Informative Text Generation from Knowledge Triples
This work addresses the limitation of existing KB-to-text models in producing richer, more detailed descriptions, which is important for applications like automated reporting or chatbots, though it is incremental as it builds on standard encoder-decoder architectures.
The paper tackles the problem of generating more informative text from knowledge triples by extending the KB-to-text setting to include additional entity information not in the input, proposing a memory augmented generator that uses a memory network to incorporate learned knowledge during testing, and achieves results with improvements in BLEU scores up to 2.5 points over baselines.

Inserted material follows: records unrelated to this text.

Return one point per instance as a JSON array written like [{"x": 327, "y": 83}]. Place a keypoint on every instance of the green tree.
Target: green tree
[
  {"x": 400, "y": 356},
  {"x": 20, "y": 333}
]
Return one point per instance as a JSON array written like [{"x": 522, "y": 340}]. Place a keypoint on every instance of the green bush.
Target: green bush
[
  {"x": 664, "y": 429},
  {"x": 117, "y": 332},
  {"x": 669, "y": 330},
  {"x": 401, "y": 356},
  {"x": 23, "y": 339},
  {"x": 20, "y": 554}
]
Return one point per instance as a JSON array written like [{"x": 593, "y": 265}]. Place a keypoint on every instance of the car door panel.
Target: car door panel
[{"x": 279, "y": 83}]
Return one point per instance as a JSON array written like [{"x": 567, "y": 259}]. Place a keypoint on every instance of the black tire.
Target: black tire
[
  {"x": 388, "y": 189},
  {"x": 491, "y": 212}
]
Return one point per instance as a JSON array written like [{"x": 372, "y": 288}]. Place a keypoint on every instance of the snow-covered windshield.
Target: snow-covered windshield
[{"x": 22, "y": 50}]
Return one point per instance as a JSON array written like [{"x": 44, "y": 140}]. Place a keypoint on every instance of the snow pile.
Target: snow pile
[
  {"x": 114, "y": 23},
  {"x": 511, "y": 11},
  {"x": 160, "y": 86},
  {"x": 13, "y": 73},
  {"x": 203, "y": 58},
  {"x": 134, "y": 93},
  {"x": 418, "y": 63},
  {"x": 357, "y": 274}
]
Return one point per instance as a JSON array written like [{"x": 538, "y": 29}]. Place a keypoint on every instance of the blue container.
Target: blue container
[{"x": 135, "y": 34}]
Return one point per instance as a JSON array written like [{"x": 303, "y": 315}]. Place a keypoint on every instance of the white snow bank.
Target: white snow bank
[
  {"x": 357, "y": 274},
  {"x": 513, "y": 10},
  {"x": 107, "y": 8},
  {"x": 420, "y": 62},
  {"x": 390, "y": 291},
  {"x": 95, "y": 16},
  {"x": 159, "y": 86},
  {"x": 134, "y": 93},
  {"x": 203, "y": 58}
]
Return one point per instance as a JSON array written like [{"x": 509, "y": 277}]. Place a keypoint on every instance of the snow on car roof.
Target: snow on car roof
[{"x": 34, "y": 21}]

As the development of the encoder-decoder architecture, researchers are able to study the text generation tasks with broader types of data. Among them, KB-to-text aims at converting a set of knowledge triples into human readable sentences. In the original setting, the task assumes that the input triples and the text are exactly aligned in the perspective of the embodied knowledge/information. In this paper, we extend this setting and explore how to facilitate the trained model to generate more informative text, namely, containing more information about the triple entities but not conveyed by the input triples. To solve this problem, we propose a novel memory augmented generator that employs a memory network to memorize the useful knowledge learned during the training and utilizes such information together with the input triples to generate text in the operational or testing phase. We derive a dataset from WebNLG for our new setting and conduct extensive experiments to investigate the effectiveness of our model as well as uncover the intrinsic characteristics of the setting.